Only one vacant space was left in the car-park of the Woolpack when Tom Richmond arrived. He slid into it, surprised at the number of cars there, mid-week. He'd chosen the Woolpack for the simple pub he remembered, a free house, unpretentious, situated in the centre of Steynton. It didn't take him long now to realise that one of the breweries had got hold of it and given it a face-lift: conference rooms had been added, and the old, leisurely, shabby comfort had gone.
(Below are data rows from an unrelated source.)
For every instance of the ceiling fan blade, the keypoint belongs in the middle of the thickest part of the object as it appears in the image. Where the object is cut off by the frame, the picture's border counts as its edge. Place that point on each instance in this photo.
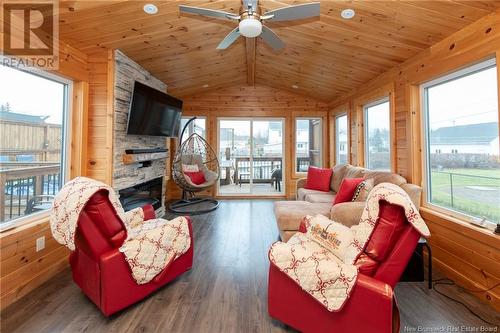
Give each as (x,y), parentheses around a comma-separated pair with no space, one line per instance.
(271,38)
(229,39)
(252,3)
(208,12)
(297,12)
It was now a clone of every other hotel, all co-ordinated fabrics, wallpapers and curtains, background Vivaldi, and a so-called French chef.
‘Dinner will be served in the breakfast room tonight, sir,' he was informed by the receptionist, a pretty girl with a warm, bright smile and broad northern vowels, Caro by her name tag. ‘We've a function on in the main dining-room. Actually,' she added confidentially, ‘you'll be on your own, if that's not a problem for you? We're full up, but all the other residents will be at the dinner dance.'
‘Dinner dance? Not above the music, my bedroom, is it?'
She smiled, understanding his alarm. ‘No problem, sir, you're at the front. You won't hear a thing.'
Richmond, who had been contemplating a light snack alone in his room, glanced into the breakfast room, saw a roaring fire and changed his mind, and was glad he had when he'd located and surveyed the accommodation allotted to him. A northerly aspect, though warm and comfortable enough, if a bit cramped, as single rooms in hotels invariably were. A hard-stuffed, upright armchair and a huge television set dominating the small space. The steep streets of Steynton dipped and rose and swung away at crazy angles from the market square and somehow the window
of this first-floor room was level with an aerial on the roof of a tall building below. A row of melancholy rooks sat on it and stared in at him as he unpacked. A decent meal, and afterwards a glass of scotch in a comfortable chair in the lounge with a book was a tempting thought. But after dinner he had business to conduct.
‘I'd like to eat at half-past seven, if that's all right?' he'd asked at the desk. ‘A Mrs Austwick will be coming in to see me at eight fifteen, so I want to be finished by then.'
‘No problem, sir.'
‘Anywhere my guest and I can be private?'
‘The dinner's a reunion for Brackenroyd's retirees, so they won't be bothering with the residents' lounge. You'll be quiet there.'
Richmond had already noticed more than the usual quota of elderly couples wandering around. Retirees. Well. ‘All right, I'll wait for coffee until Mrs Austwick comes and we'll have it in the lounge.'
‘I'll have them bring it to you there,' returned Caro with a bright, professional smile, adding, yet again, ‘No problem, sir.' She handed him his key. ‘Number 14, there you go.' She turned to answer the telephone, leaving Richmond wondering whether a training in American-speak had been a mandatory requirement, as part of the hotel refurbishment.